The principle of gradualism reflects the reality that collective bargaining between mature bargaining parties, as these are, is a continuum that most often accomplishes gradual change as distinct from drastic change. It follows that absent compelling evidence, an interest arbitrator will be loath to award "breakthrough" items.
The principle of demonstrated need provides a counterbalance to the principle of gradualism. It does so by establishing the basis upon which an arbitrator will award a “breakthrough” item, something they are generally reluctant to award. A party seeking a major or even a radical change must convincingly establish the need for such change, hence the term demonstrated need.
The Parties do not have control over what the arbitrator determines: the interest arbitrator decides the content of a collective agreement, and with limited exceptions, there is no possibility of judicially reviewing their decision.
Wage Increase
As per the agreement between the Parties reached on August 19, 2025, the only item advancing to interest arbitration is the unratified wage issue. The other agreed items form part of the new collective agreement.
Wages are typically among the highest priorities in each round of collective bargaining. In interest arbitration, arbitrators often evaluate wage and compensation proposals holistically, considering the full range of remuneration provided to employees.
Both internal comparators (i.e. within the same organization) and external comparators (i.e. similar positions in other companies) may be considered in the analysis. We will continue to reply on the expertise we have in costing, data analysis, legal and labour to ensure we have all the facts needed to represent our arguments and needs for solid increases, across the wage grid.
An onboard crew break is the time allocated to eat meals and/or relax during the flight.

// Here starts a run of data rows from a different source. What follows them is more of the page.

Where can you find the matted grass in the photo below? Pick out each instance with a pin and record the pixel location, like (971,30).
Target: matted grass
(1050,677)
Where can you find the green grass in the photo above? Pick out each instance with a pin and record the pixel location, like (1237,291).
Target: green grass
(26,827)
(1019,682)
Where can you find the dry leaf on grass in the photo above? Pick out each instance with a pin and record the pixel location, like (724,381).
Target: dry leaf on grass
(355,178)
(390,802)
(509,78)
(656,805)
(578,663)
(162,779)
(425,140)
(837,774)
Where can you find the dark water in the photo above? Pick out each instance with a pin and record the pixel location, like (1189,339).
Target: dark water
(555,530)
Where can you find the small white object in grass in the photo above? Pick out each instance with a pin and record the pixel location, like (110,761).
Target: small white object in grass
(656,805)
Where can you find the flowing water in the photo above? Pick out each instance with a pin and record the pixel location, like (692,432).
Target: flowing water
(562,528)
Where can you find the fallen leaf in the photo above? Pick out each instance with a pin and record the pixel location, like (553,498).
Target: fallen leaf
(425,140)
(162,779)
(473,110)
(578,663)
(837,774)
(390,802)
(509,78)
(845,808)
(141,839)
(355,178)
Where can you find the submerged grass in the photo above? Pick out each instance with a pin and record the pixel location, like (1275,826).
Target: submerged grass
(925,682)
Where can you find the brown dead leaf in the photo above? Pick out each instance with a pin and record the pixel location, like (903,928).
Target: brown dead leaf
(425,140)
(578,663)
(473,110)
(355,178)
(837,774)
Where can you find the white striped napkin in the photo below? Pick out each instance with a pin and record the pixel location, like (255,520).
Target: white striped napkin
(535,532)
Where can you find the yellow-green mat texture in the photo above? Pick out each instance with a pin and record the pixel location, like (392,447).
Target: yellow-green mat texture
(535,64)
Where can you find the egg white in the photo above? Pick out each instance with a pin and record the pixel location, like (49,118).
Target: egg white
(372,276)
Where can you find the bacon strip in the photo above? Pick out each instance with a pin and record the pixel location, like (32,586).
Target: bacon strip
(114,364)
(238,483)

As of June 4, 2024, due to changes to the Canada Labour Code, employees are entitled to a break of 30 minutes during every period of 5 consecutive hours of work. The break can be divided into two periods of 15 minutes. Existing standards regarding onboard breaks (e.g., when/where they can be taken) apply to these breaks.
Please note that this new legislative change will only apply to flights that do not have crew rest already provided for under the Collective Agreement.
The legislative changes allow Air Canada and Air Canada Rouge to split the breaks into two 15-minute periods if you are not able to take a 30-minute break.
This is a minimum standard, as per the Canada Labour Code, and every effort should be made to take your break, the reality being this may be a challenge due to service guidelines and staffing levels onboard.